Cifar-10 Image Dataset
If you are already familiar with my previous post Convolutional neural network for image classification from scratch, you might want to skip the next sections and go directly to Converting datasets to .tfrecord.
The CIFAR-10 dataset consists of 60000 32x32 color images in 10 categories - airplanes, dogs, cats, and other objects. The dataset is divided into five training batches and one test batch, each with 10000 images. The test batch contains exactly 1000 randomly-selected images from each class. The training batches contain the remaining images in random order, but some training batches may contain more images from one class than another. Between them, the training batches contain exactly 5000 images from each class. Here are the classes in the dataset, as well as 10 random images from each:
The classes are completely mutually exclusive. There is no overlap between automobiles and trucks. “Automobile” includes sedans, SUVs, things of that sort. “Truck” includes only big trucks. Neither includes pickup trucks.
Download the dataset
First, few lines of code will download the CIFAR-10 dataset for python.
# DOWNLOAD DATASET
from urllib.request import urlretrieve
import os
from tqdm import tqdm
import tarfile
class DLProgress(tqdm):
last_block = 0
def hook(self, block_num=1, block_size=1, total_size=None):
self.total = total_size
self.update((block_num - self.last_block) * block_size)
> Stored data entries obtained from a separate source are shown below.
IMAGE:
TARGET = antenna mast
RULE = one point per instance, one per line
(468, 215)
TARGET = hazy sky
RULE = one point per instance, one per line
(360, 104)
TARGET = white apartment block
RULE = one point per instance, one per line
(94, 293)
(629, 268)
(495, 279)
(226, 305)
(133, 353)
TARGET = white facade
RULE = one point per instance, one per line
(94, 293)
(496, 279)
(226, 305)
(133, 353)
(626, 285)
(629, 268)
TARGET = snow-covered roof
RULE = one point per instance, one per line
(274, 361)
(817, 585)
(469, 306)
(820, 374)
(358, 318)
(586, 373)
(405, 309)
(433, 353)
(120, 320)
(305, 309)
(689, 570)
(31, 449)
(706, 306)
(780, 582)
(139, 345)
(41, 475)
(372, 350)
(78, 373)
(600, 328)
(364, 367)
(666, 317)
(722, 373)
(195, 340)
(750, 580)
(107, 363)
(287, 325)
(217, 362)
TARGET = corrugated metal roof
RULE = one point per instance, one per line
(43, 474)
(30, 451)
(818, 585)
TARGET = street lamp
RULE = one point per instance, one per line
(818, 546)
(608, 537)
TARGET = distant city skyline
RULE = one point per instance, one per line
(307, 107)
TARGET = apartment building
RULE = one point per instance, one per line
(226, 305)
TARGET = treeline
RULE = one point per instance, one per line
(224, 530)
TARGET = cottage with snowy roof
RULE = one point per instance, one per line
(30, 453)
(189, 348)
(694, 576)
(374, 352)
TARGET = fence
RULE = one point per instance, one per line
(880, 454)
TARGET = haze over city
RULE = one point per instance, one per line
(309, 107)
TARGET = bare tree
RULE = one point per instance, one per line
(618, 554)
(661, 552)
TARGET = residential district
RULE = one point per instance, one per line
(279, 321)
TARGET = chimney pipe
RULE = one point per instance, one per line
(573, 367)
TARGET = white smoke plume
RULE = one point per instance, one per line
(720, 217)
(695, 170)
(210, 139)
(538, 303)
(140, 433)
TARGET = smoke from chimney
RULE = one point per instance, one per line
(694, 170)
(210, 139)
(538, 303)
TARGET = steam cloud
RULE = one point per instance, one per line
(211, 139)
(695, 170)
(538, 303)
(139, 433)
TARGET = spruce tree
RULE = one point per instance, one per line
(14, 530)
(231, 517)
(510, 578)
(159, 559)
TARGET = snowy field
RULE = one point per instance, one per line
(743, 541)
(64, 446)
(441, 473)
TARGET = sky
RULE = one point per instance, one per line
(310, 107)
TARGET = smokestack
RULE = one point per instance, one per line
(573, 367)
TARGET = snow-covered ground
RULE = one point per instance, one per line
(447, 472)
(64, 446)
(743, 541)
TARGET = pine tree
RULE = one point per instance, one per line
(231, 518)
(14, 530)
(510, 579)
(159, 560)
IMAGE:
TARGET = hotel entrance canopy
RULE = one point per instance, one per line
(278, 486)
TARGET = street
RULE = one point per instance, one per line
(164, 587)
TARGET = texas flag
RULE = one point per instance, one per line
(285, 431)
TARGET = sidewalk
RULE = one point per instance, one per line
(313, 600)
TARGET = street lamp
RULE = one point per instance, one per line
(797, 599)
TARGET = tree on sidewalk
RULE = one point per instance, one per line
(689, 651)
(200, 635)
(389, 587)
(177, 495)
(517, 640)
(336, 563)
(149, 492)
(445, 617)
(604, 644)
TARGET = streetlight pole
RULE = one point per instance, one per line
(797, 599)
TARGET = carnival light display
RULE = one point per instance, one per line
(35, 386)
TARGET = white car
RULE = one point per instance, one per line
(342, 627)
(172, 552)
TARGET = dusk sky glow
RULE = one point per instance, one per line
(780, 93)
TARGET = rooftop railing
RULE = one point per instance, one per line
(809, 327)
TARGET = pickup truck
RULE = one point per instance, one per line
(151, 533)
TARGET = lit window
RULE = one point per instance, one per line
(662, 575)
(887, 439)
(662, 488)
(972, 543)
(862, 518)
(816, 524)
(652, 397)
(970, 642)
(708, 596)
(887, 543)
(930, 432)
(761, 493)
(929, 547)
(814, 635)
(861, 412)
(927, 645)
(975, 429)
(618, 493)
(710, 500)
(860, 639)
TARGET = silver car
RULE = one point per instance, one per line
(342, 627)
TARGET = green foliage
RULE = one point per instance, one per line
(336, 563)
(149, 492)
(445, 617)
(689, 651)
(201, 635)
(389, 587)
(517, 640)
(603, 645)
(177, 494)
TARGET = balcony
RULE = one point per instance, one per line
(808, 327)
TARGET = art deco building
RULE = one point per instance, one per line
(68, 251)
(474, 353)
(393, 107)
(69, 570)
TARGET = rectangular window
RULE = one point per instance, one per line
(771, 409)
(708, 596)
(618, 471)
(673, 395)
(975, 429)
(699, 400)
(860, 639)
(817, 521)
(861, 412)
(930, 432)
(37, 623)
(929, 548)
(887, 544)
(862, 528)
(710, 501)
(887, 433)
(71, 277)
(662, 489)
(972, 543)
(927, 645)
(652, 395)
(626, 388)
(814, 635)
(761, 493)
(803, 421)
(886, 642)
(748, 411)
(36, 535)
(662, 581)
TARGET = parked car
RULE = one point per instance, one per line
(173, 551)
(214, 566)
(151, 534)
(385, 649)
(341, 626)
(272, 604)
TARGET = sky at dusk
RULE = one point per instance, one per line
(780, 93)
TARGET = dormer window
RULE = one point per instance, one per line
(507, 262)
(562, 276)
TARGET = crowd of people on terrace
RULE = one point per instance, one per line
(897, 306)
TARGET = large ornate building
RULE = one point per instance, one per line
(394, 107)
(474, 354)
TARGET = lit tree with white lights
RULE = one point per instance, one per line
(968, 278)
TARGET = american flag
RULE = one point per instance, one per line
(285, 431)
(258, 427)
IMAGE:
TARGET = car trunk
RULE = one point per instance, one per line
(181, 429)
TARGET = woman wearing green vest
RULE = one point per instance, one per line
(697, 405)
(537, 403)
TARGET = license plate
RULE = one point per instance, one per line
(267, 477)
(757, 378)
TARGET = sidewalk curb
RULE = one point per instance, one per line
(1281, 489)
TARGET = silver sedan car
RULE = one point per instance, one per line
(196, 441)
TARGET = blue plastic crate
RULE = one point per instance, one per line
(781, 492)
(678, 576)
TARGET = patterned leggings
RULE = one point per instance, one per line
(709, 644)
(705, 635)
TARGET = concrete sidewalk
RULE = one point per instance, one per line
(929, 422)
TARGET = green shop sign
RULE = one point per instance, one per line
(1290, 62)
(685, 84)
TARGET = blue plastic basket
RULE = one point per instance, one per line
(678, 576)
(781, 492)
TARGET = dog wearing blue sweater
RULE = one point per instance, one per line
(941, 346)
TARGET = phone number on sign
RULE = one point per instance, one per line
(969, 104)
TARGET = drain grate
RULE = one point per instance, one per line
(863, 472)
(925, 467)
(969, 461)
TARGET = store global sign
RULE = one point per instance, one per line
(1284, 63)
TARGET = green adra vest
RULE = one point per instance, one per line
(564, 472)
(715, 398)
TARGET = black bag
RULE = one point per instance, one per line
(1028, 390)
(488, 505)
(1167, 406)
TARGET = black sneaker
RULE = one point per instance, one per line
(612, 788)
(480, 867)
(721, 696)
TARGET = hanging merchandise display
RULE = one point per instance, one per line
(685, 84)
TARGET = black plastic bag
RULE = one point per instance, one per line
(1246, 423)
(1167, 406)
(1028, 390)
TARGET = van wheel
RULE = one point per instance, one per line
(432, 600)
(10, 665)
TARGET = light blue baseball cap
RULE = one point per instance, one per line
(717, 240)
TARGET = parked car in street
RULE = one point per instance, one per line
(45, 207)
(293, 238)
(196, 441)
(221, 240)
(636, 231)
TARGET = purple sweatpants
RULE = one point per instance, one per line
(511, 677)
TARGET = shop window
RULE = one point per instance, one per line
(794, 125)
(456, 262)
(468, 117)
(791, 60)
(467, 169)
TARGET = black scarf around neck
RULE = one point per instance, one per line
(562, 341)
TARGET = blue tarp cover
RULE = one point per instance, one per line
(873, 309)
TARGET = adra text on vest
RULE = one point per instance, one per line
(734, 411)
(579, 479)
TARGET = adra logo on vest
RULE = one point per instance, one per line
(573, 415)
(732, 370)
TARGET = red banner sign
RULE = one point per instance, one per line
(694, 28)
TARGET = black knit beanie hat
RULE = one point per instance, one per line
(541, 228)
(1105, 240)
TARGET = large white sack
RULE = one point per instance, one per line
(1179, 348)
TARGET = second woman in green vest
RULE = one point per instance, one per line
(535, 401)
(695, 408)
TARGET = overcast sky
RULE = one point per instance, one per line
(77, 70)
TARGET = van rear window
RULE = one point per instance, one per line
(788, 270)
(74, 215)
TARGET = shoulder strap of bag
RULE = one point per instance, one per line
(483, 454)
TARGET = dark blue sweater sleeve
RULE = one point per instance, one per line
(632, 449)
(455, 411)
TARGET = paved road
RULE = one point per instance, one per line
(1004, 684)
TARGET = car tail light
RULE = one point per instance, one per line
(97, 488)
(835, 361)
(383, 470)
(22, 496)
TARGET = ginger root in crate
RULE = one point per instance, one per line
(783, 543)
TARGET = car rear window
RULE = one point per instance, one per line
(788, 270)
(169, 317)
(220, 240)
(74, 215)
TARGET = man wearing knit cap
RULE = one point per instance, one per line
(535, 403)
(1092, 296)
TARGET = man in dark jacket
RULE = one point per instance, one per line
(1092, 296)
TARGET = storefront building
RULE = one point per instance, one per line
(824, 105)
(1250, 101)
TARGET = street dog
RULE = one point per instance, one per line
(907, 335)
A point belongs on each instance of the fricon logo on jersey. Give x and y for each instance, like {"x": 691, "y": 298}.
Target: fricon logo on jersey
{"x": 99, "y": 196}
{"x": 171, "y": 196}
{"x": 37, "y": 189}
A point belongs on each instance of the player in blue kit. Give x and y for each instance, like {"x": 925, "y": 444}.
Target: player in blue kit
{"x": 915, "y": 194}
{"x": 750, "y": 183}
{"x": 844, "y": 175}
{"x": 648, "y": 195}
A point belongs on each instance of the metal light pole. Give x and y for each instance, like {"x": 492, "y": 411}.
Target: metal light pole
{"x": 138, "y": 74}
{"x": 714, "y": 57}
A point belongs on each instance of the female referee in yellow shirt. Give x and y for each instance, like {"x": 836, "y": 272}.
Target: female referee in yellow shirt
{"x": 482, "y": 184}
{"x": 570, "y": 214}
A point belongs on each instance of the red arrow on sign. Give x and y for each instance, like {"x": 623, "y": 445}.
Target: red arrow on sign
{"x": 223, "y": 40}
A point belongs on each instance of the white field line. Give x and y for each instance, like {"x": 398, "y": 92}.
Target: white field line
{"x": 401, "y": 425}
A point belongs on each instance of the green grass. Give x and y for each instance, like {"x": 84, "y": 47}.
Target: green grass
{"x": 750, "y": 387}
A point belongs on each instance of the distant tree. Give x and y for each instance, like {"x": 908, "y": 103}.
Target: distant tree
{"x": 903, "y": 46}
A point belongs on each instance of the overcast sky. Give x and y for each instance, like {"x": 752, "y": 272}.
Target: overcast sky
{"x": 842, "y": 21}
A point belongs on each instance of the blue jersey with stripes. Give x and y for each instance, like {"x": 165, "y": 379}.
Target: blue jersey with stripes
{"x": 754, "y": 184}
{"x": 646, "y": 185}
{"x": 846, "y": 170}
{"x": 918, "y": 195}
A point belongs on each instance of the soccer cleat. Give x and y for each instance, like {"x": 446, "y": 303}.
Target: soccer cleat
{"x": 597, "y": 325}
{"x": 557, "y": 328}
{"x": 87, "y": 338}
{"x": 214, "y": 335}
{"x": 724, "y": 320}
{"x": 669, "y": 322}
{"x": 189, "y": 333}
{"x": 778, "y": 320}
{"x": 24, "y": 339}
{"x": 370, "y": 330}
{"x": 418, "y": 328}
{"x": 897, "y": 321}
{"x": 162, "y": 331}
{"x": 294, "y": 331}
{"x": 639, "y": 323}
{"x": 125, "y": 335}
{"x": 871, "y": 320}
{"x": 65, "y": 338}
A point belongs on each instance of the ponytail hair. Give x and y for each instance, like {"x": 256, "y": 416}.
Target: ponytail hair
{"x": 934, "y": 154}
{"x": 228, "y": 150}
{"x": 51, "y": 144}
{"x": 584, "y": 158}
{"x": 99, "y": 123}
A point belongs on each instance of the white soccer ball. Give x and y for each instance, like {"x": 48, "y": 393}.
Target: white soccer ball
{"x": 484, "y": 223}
self.last_block = block_num
if not os.path.isfile('cifar-10-python.tar.gz'):
with DLProgress(unit='B', unit_scale=True, miniters=1, desc='CIFAR-10 Dataset') as pbar:
urlretrieve(
'https://www.cs.toronto.edu/~kriz/cifar-10-python.tar.gz',
'cifar-10-python.tar.gz',
pbar.hook)
if not os.path.isdir('cifar-10-batches-py'):
with tarfile.open('cifar-10-python.tar.gz') as tar:
tar.extractall()
tar.close()
Data Overview
The dataset is broken into batches - this is especially useful if one is to train the network on a laptop as it will probably prevent it from running out of memory. I only had 12 GB on mine and a single batch used around 3.2 GB - it wouldn’t be possible to load everything at once. Nevertheless, the CIFAR-10 dataset consists of 5 batches, named data_batch_1, data_batch_2, etc.. Each batch contains the labels and images that are one of the following:
- airplane
- automobile
- bird
- cat
- deer
- dog
- frog
- horse
- ship
- truck
Understanding a dataset is part of making predictions on the data. Following functions can be used to view different images by changing the batch_id and sample_id. The batch_id is the id for a batch (1-5). The sample_id is the id for an image and label pair in the batch.
import pickle
import matplotlib.pyplot as plt
# The names of the classes in the dataset.
CLASS_NAMES = [
'airplane',
'automobile',
'bird',
'cat',
'deer',
'dog',
'frog',
'horse',
'ship',
'truck',
]
def load_cfar10_batch(batch_id):
with open(os.path.join('cifar-10-batches-py','data_batch_'
+ str(batch_id)), mode='rb') as file:
batch = pickle.load(file, encoding='latin1')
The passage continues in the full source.